L'articolo che pubblichiamo è un'analisi precisa di quanto sta avvenendo. Ma non è una novità. L'intero impianto del partito messo in piedi da Berlusconi preludeva a questa situazione. Che lui ne fosse cosciente o meno NON possiamo stabilire, perchè nel momento in cui egli è «sceso in campo» (per usare uno dei suoi slogan preferiti) lui doveva per forza puntare su un nucleo di parenti, semiparenti, amici, collaboratori, dipendenti, professionisti del suo "seguito" (avvocati, commercialisti, consulenti a vario titolo), massoni del suo enturage, con il finanziamento indiretto del Vaticano tramite Andreotti.
Accade spesso nella storia che un avvenimento di rilevanza nazionale o internazionale nasca per la confluenza di più fattori, alcuni dei quali occasionali.
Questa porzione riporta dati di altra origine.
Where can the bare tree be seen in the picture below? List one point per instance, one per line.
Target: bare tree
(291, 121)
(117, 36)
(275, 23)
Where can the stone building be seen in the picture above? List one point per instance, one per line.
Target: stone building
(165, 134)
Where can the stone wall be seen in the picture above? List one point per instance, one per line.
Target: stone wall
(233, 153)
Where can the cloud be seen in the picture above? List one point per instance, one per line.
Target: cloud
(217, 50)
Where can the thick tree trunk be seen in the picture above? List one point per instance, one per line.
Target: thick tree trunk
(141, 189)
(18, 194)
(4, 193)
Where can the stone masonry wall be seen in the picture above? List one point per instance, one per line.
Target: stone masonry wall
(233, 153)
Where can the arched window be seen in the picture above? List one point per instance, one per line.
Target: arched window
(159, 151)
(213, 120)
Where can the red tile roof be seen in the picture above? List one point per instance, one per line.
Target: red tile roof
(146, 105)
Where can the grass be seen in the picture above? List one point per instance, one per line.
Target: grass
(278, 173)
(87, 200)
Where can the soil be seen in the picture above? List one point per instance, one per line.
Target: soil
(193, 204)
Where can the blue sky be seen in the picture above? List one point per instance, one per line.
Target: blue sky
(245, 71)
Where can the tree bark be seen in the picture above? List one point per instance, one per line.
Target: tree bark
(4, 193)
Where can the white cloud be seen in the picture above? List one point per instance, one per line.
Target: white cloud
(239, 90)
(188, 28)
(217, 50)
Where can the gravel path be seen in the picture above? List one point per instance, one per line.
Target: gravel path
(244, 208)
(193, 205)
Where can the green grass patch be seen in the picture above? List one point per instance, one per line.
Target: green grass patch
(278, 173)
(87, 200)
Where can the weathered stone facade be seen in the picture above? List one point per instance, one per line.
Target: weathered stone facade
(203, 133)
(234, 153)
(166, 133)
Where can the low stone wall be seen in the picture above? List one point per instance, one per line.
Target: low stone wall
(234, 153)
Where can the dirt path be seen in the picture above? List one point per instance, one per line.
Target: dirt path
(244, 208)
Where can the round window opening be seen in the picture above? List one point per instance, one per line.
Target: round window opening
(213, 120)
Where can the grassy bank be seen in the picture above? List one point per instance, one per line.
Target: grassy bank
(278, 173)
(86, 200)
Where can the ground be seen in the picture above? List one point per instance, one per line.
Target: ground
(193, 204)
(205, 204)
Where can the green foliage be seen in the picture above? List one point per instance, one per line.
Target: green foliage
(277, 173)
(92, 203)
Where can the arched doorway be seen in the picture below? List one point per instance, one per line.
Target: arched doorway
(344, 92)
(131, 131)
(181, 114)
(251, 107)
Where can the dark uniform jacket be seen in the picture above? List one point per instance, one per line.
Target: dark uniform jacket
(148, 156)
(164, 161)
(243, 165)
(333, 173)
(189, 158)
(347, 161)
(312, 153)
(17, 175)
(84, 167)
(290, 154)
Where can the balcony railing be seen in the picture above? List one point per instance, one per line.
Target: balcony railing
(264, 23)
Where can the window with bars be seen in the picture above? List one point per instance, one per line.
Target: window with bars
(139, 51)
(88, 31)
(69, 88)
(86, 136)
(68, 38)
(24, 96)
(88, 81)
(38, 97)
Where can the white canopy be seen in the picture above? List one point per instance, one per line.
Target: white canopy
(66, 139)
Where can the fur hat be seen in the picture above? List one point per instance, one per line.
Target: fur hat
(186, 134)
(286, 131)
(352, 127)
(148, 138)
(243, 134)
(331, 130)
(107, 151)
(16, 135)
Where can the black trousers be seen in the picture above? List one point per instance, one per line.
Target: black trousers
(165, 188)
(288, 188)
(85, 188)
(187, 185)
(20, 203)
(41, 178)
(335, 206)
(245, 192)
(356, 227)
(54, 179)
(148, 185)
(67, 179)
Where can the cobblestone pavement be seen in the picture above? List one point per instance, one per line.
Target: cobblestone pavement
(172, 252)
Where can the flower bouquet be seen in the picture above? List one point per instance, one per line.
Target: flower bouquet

Questo era ed è rimasto il "partito" del Cavaliere. Se nei fatti il comportamento parlamentare ed associativo di tale partito non si è discostato di molto da quello degli altri partiti di questo Regime, col loro codazzo di "clientes", sta di fatto però che la nascita condiziona per sempre la vita. FI e CDL sono creature del Cavaliere, modellate col carattere imprenditoriale che gli è proprio. Si tratta di un'imprenditorialità "aperta", con la quale gestisce identicamente la sua azienda ed il partito. Questa è la novità, rispetto agli schemi rigidi della vecchia partitocrazia italiana, costituita per lo più da dipendenti e funzionari statali, che hanno assorbito sempre la rigidità propria di quelle antiche strutture.
A questo punto veniamo al problema politico.
1) L'espansione del partito del Cavaliere ha davanti un cammino già tracciato. E lo vediamo dettagliatamente leggendo l'articolo.
2) Il successo del Cavaliere, dovuto al tonfo dello pseudo centro-sinistra, permette a costui quello che vuole, mentre AN, tagliati definitivamente i ponti con le pochissime radici del Partito Nazionale Fascista ancora rimaste nel MSI, è un corpo senz'anima destinato ad essere assorbito da altra agglomerazione, in cambio di una congrua "sistemazione" dei dirigenti. I partiti centristi staranno alle decisioni della strategia vaticana, mentre la Lega dovrà adeguarsi inesorabilmente alle esigenze di carattere geopolitico espresse nelle Regioni di lingua francese e mitteleuropea limitrofe alla Padania. Come è sempre accaduto da un paio di millenni in qua.
3) La pressione dovuta all'esigenza di ADEGUARE i partiti italiani alle richieste dell'Unione Europea (non sappiamo quanto modernizzanti), giustifica qualsiasi operazione interna ai singoli partiti. In questo caso, comunque, pilotata da un autocrate.
4) La trasformazione IN ATTO della politica italiana ed europea viene gestita in Italia all'ombra della Massoneria e dei suoi accordi con lo Stato Pontificio. (leggere: "Fratelli d'Italia", BUR, di Ferruccio Pinotti).
5) La falsissima ed artificiale crisi economica mondiale serve per giustificare una stretta sociale e politica a favore dei Ceti dominanti.
6) L'agglomerazione dei mestieranti della politica in congreghe di "yes-men", ci ricorda gli pseudo-parlamenti dell'epoca imperiale romana, dell'Inghilterra elisabettiana e vittoriana, della Francia dei due Napoleoni.
7) Il progetto "finale", qual'è nella mente dei «veri strateghi» ci sfugge, nè possiamo ipotizzarlo. E tuttavia, come nei casi sopra accennati, la possibilità storica di uscirne politicamente c'è ancora.
8) Si tratta, per gli "spiriti ancora liberi" di elaborare un progetto politico realmente alternativo, che presupponga la capacità di interpretare la REALTÀ sociale così come si presenta e sia inoltre capace di fare leva sui CETI EMERGENTI (dotati di capacità culturali, intellettuali, tecniche, creative, organizzative e morali). Un esempio noi italiani l'abbiamo avuto, ed anche abbastanza recente.